From 885210b6344ea7319545b17e5c7cadf6644e2d03 Mon Sep 17 00:00:00 2001
From: hezhenhao1 <hezhenhao1@huawei.com>
Date: Wed, 2 Mar 2022 11:47:31 +0800
Subject: [PATCH] Add CSRTensor support and test cases for cg method.

---
 .../python/mindspore/scipy/sparse/linalg.py   |  54 ++++++++-
 mindspore/python/mindspore/scipy/utils.py     |  64 ++++++----
 .../python/mindspore/scipy/utils_const.py     |   9 ++
 tests/st/scipy_st/sparse/test_linalg.py       | 112 +++++++++++++++---
 tests/st/scipy_st/utils.py                    |  13 ++
 5 files changed, 205 insertions(+), 47 deletions(-)

diff --git a/mindspore/python/mindspore/scipy/sparse/linalg.py b/mindspore/python/mindspore/scipy/sparse/linalg.py
index 91a103c95cb..a3ea62b5b79 100644
--- a/mindspore/python/mindspore/scipy/sparse/linalg.py
+++ b/mindspore/python/mindspore/scipy/sparse/linalg.py
@@ -21,7 +21,7 @@ from ..linalg import solve_triangular
 from ..linalg import cho_factor, cho_solve
 from ..utils import _normalize_matvec, _to_tensor, _safe_normalize, _eps, _norm, _type_check, _value_check, \
     _sparse_check
-from ..utils_const import _raise_value_error, _raise_type_error
+from ..utils_const import _raise_value_error, _raise_type_error, _nullable_const
 
 
 def gram_schmidt(Q, q):
@@ -323,6 +323,45 @@ class CG(nn.Cell):
         return x, F.select(_norm(r) > atol_, k, _INT_ZERO)
 
 
+class CGv2(nn.Cell):
+    """
+    This is a new version of CG, which contains all parameters in a graph.
+    """
+
+    def __init__(self):
+        super(CGv2, self).__init__()
+
+    def construct(self, A, M, b, x0, tol, atol, maxiter):
+        # Constant tensor which avoids loop unrolling
+        _INT_ZERO = _to_tensor(0)
+
+        A = _normalize_matvec(A)
+        M = _normalize_matvec(M)
+
+        atol_ = mnp.maximum(atol, tol * _norm(b))
+
+        r = b - A(x0)
+        z = p = M(r)
+        rho = mnp.dot(r, z)
+        k = _INT_ZERO
+        x = x0
+        while k < maxiter and _norm(r) > atol_:
+            q = A(p)
+            alpha = rho / mnp.dot(p, q)
+            x = x + alpha * p
+            r = r - alpha * q
+
+            z = M(r)
+            rho_ = mnp.dot(r, z)
+            beta = rho_ / rho
+            p = z + beta * p
+            rho = rho_
+
+            k += 1
+
+        return x, F.select(_norm(r) > atol_, k, _INT_ZERO)
+
+
 def cg(A, b, x0=None, *, tol=1e-5, atol=0.0, maxiter=None, M=None, callback=None):
     """Use Conjugate Gradient iteration to solve the linear system:
 
@@ -343,7 +382,7 @@ def cg(A, b, x0=None, *, tol=1e-5, atol=0.0, maxiter=None, M=None, callback=None
         - `cg` is not supported on Windows platform yet.
 
     Args:
-        A (Union[Tensor, function]): 2D Tensor or function that calculates the linear
+        A (Union[Tensor, CSRTensor, function]): 2D Tensor, CSRTensor or function that calculates the linear
             map (matrix-vector product) :math:`Ax` when called like :math:`A(x)`.

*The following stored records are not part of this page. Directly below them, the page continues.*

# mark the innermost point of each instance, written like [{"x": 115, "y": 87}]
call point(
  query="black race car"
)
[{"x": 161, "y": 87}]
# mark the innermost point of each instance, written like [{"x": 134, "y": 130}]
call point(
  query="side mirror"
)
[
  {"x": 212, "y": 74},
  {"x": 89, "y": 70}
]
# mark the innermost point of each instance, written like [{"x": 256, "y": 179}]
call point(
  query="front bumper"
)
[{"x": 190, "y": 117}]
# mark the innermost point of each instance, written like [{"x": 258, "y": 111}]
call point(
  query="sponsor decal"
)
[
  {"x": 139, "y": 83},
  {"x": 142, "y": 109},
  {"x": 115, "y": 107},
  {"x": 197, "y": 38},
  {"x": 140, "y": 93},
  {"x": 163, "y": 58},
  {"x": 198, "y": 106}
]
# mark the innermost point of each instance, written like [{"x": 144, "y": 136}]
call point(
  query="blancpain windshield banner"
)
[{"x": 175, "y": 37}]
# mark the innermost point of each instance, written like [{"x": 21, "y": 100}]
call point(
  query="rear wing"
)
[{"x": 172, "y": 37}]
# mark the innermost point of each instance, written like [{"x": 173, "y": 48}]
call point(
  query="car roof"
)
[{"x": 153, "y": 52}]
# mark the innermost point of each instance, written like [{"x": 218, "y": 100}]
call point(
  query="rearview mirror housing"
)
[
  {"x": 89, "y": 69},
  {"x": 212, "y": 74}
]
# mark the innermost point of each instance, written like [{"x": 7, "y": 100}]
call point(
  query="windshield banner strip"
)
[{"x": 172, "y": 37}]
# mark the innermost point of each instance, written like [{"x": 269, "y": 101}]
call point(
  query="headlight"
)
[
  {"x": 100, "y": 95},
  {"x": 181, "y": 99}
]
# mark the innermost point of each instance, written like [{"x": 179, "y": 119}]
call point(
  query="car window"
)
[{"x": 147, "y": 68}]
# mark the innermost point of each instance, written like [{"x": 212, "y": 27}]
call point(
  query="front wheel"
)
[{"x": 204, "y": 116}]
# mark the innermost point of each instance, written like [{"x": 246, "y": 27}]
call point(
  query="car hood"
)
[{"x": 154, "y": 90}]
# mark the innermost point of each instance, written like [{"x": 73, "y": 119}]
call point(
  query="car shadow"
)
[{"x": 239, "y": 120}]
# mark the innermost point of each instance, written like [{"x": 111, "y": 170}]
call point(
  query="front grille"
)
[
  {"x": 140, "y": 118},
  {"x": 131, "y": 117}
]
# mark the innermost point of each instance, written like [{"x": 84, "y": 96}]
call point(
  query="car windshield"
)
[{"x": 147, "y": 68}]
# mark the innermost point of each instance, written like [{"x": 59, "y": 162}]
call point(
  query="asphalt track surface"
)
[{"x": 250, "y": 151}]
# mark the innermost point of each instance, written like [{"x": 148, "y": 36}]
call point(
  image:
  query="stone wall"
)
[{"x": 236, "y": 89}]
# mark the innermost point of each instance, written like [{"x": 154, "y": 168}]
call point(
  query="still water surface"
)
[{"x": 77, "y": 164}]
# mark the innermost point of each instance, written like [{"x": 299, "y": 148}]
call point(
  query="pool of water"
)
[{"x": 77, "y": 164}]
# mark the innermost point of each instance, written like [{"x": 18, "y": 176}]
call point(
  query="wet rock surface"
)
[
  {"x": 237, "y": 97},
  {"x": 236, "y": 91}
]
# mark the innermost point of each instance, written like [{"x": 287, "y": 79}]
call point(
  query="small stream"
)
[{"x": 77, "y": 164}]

             As function, `A` must return Tensor with the same structure and shape as its input matrix.
         b (Tensor): Right hand side of the linear system representing a single vector. Can be
@@ -372,8 +411,8 @@ def cg(A, b, x0=None, *, tol=1e-5, atol=0.0, maxiter=None, M=None, callback=None
         TypeError: If `atol` is not float.
         TypeError: If `maxiter` is not int.
         ValueError: If `callback` is not None.
-        TypeError: If `A` is not Tensor or Function.
-        TypeError: If `M` is not None, Tensor or Function.
+        TypeError: If `A` is not Tensor, CSRTensor, or Function.
+        TypeError: If `M` is not None, Tensor, CSRTensor, or Function.
         TypeError: If `b` is not Tensor.
         TypeError: If `x0` is not None or Tensor.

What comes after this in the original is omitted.